Map Layout

We use a force-directed method similar to previous work [8] [6] to lay out the graph. The basic idea is to model the graph as a physical system and then to find the set of node positions that minimizes the total energy. The standard model employed is spring attraction and electrical repulsion. Attraction is done by connecting any two connected nodes by a spring. The repulsive force derives by giving each node a positive electrical charge, so that they repel each other.

Once you have this model, finding a minimum has been well studied. In particular, the most common techniques are gradient descent [13], conjugate gradient [14], and simulated annealing [13]. None of these algorithms are guaranteed to find a global minimum in a reasonable time, but they are able to approximately minimum configurations. We choose to use gradient descent because of the ease of coding it.

Previous work on graph drawing, however, has considered graphs the size of our Internet dataset as huge [9] [16], and extending the runtime results of previous work to our graph and adjusting for a faster machine yield times on the order of months to millennia. Thus, the standard algorithms are too slow for our graph. We employ two tricks to more quickly compute a layout, at the cost of possibly being less optimal.

The first trick is replace the electrical repulsive field with spring repulsion. Imagine that any two nodes which do not share an edge are connected, via infinite strings, to a spring. Thus, if the nodes are further apart than the rest length of the spring, there is no force applied. If the nodes are are closer than the spring's rest length, the spring is compressed, and the nodes are pushed apart. This gives us a bounded repulsive force, which means that instead of having to calculate a quadratic number of repulsive forces, the number of repulsive forces goes down to approximately linear, since pairs of points that are further apart than the rest length can be ignored. Thus, the exact repulsive force on each node can be calculated in approximately linear time.

The real optimization, however, is laying out the graph one layer at a time. First the links to our three ISPs are laid out and the system is iterated until they stop moving ``very much.'' Then, all the routers one hop further away are added, and the system is iterated (which may move the nodes from previous levels as well). Then the next hop, and so on. This tends to give placement based on information high in the tree. A movie of an early version of the layout process for Lucent data is available at our web page [24].
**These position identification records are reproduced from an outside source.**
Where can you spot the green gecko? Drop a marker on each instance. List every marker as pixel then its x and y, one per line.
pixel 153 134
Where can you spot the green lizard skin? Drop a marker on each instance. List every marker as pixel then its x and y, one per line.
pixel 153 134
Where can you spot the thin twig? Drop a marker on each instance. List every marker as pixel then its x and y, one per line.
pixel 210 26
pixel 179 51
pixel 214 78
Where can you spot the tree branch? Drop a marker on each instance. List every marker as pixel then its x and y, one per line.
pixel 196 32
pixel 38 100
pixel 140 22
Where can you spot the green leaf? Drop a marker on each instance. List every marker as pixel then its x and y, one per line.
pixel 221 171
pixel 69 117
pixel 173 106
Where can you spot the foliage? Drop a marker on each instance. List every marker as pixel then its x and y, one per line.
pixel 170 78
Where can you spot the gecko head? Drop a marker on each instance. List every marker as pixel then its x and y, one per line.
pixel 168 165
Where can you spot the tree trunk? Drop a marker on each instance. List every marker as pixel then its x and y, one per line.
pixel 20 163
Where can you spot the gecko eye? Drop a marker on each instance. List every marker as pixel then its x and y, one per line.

Our original layouts showed all the paths. This resulted in
a picture such as figure 1 ^{2}. While the middle is
mostly a muddle, the edges showed intriguing details. Note that a
36x40 inch plot is much more useful--a dense graph is easier to
view on a larger printout. Dave Presotto described this smaller
version as a smashed peacock on a windshield.

The map is colored using IP address; the first three octets of the IP number are used as the red, green, and blue color values respectively. This simplistic coloring actually shows communities and ISPs quite well.

We can already see features on this map: The fans at the edges show some interesting communities: Finland, AOL, some DISA.MIL, and Telstra (Australia and New Zealand). Looking at the color version of the map reveals a middle that is very muddled, showing our ISPs at the time: UUnet (green) and BBN (deep blue). SprintNet (sky blue) peeks through the sides.

The eye is drawn to a rather large star at the top of the picture, which represents the Cable and Wireless (cw.net) backbone, formerly the MCI backbone, formerly NSFnet. It is a major feature (if not the major feature) on the map. There are two reasons for this: (i) they are a huge backbone provider, and (ii) their backbone is an ATM network, connecting well over a hundred nodes around the world. Since our scanning is run at the IP level (level 3), this large network collapses to a single point. The smaller ``Koosh'' balls may be other ATM networks--we have not investigated this.

This map has changed over time, as we change our routing and ISP configurations. As we have done so, the predominant colors have changed as well.

We started collecting and preserving DNS names for the routers in March 1999. The collection of canonical names provides a rich source of data we can use to color the graph drawing. For example, colors can be selected based on top-level domain, showing the approximate country location of the hosts, or second-level domain, showing ownership of hosts.